Imdb

class paddle.text. Imdb ( data_file=None, mode='train', cutoff=150, download=True ) [source]

Implementation of IMDB dataset.

Parameters
  • data_file (str) – path to data tar file, can be set None if download is True. Default None

  • mode (str) – ‘train’ ‘test’ mode. Default ‘train’.

  • cutoff (int) – cutoff number for building word dictionary. Default 150.

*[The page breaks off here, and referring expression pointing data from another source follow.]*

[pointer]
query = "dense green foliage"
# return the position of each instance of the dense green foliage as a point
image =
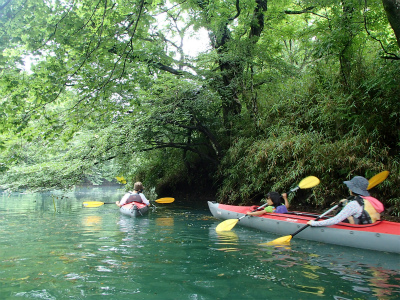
(285, 90)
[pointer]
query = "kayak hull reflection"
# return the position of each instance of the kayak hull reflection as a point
(134, 209)
(380, 236)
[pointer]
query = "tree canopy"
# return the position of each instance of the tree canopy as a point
(91, 90)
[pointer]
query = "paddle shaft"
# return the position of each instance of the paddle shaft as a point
(262, 206)
(321, 216)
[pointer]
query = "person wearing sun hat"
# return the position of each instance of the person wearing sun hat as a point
(135, 196)
(359, 208)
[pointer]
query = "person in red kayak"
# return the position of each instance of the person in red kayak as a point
(135, 196)
(274, 201)
(359, 208)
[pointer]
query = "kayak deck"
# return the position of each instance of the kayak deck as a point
(381, 236)
(134, 209)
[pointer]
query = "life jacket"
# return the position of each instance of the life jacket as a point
(133, 198)
(370, 214)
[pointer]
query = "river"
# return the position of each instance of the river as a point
(54, 248)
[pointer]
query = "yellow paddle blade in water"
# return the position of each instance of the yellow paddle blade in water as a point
(285, 240)
(309, 182)
(226, 225)
(165, 200)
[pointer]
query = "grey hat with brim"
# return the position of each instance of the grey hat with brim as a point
(358, 185)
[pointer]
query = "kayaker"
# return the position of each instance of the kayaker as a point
(359, 208)
(274, 201)
(137, 196)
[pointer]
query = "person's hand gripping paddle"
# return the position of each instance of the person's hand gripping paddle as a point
(378, 178)
(306, 183)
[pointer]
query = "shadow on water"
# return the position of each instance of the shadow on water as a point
(172, 253)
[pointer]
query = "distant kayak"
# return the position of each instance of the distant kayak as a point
(134, 209)
(380, 236)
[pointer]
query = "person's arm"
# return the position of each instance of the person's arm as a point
(144, 199)
(123, 200)
(284, 196)
(256, 213)
(350, 209)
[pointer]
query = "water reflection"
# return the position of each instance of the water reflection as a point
(80, 253)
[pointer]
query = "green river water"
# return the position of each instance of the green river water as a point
(173, 253)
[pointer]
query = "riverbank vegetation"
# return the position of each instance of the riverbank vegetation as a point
(92, 90)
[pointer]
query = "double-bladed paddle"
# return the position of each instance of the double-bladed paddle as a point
(306, 183)
(98, 203)
(378, 178)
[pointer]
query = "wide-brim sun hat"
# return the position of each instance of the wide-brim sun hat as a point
(358, 185)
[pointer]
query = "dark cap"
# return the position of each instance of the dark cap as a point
(358, 185)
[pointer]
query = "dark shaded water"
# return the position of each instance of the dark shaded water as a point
(173, 253)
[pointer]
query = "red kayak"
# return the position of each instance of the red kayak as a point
(381, 235)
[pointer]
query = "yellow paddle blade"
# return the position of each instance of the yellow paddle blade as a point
(165, 200)
(308, 182)
(226, 225)
(377, 179)
(285, 240)
(92, 204)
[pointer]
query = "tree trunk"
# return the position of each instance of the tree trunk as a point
(392, 8)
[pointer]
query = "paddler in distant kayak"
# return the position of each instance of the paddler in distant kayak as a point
(275, 205)
(359, 208)
(135, 196)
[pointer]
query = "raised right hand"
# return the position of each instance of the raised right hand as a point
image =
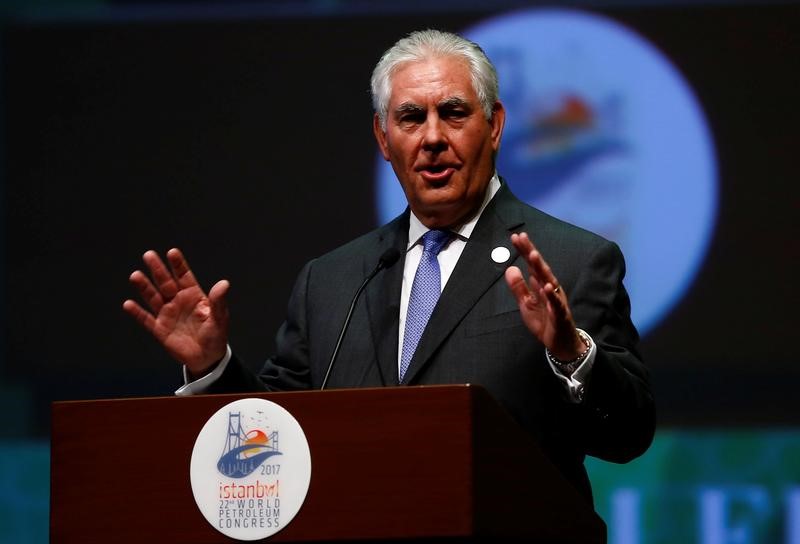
(192, 326)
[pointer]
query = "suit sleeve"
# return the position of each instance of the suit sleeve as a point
(617, 417)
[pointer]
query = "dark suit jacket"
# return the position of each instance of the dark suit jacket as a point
(476, 335)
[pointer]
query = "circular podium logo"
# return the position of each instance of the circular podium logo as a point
(250, 469)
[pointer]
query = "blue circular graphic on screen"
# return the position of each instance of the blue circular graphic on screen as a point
(602, 131)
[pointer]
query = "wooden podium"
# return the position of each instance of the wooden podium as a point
(429, 462)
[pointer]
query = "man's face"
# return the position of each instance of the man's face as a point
(439, 141)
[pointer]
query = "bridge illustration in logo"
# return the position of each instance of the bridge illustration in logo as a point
(245, 451)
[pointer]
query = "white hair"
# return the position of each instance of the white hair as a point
(425, 44)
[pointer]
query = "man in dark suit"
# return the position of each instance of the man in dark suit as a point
(578, 391)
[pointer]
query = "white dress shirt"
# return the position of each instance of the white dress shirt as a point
(448, 257)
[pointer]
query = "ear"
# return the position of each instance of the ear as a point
(498, 121)
(380, 136)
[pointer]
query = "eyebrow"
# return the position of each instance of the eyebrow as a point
(449, 102)
(454, 102)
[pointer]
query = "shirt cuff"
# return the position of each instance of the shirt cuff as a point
(201, 384)
(574, 383)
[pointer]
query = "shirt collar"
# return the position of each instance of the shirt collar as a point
(416, 229)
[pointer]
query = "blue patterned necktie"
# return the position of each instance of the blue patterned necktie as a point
(425, 292)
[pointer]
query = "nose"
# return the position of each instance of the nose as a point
(434, 137)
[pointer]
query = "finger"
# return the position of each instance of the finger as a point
(216, 297)
(180, 268)
(162, 277)
(147, 291)
(537, 266)
(142, 316)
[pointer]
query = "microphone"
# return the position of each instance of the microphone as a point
(386, 260)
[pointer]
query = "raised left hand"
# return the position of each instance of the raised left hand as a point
(543, 303)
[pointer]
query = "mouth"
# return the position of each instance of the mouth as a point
(437, 174)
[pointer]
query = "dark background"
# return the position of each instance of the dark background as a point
(246, 141)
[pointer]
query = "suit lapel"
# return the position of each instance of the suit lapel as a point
(474, 274)
(383, 299)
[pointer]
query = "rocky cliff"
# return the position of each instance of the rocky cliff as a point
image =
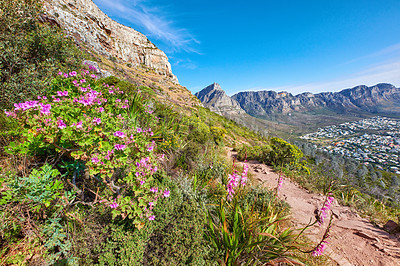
(215, 98)
(88, 24)
(304, 112)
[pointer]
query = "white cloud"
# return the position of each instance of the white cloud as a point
(385, 71)
(153, 20)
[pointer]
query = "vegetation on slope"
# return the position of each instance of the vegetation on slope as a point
(99, 171)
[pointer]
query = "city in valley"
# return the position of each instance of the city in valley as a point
(371, 141)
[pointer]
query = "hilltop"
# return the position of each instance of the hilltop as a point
(309, 111)
(106, 160)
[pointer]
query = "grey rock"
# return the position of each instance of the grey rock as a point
(360, 99)
(215, 98)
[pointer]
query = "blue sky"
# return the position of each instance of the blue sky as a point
(295, 46)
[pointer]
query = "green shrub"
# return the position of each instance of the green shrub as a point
(198, 131)
(175, 237)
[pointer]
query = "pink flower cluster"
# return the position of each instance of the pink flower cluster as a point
(320, 249)
(114, 205)
(280, 183)
(235, 179)
(91, 98)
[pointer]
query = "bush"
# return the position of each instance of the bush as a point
(175, 237)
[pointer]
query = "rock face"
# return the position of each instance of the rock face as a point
(381, 98)
(215, 98)
(88, 24)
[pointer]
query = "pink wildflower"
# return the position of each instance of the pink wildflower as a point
(61, 124)
(166, 193)
(97, 121)
(119, 146)
(114, 205)
(119, 134)
(325, 209)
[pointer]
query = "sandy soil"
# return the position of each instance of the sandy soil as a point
(353, 240)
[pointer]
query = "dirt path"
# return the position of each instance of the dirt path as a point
(353, 240)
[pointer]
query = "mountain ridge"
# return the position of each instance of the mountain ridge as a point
(357, 99)
(215, 98)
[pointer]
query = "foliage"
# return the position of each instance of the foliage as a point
(218, 134)
(174, 238)
(284, 153)
(30, 52)
(198, 131)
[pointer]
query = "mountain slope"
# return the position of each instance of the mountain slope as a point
(307, 111)
(360, 99)
(83, 20)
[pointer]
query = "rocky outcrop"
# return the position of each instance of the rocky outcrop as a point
(215, 98)
(360, 99)
(83, 20)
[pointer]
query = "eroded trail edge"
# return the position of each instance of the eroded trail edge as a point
(353, 240)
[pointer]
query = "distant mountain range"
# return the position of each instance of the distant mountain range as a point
(307, 110)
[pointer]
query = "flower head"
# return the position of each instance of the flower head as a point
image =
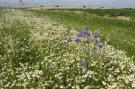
(68, 40)
(84, 33)
(100, 45)
(96, 38)
(82, 63)
(87, 42)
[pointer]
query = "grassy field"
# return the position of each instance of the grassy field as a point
(120, 32)
(66, 49)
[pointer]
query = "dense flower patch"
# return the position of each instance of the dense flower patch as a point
(37, 53)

  • download (bool) – whether to download dataset automatically if data_file is not set. Default True

Returns

instance of IMDB dataset

Return type

Dataset

Examples

>>> 
>>> import paddle
>>> from paddle.text.datasets import Imdb

>>> class SimpleNet(paddle.nn.Layer):
...     def __init__(self):
...         super().__init__()
...
...     def forward(self, doc, label):
...         return paddle.sum(doc), label


>>> imdb = Imdb(mode='train')

>>> for i in range(10):
...     doc, label = imdb[i]
...     doc = paddle.to_tensor(doc)
...     label = paddle.to_tensor(label)
...
...     model = SimpleNet()
...     image, label = model(doc, label)
...     print(doc.shape, label.shape)
[121] [1]
[115] [1]
[386] [1]
[471] [1]
[585] [1]
[206] [1]
[221] [1]
[324] [1]
[166] [1]
[598] [1]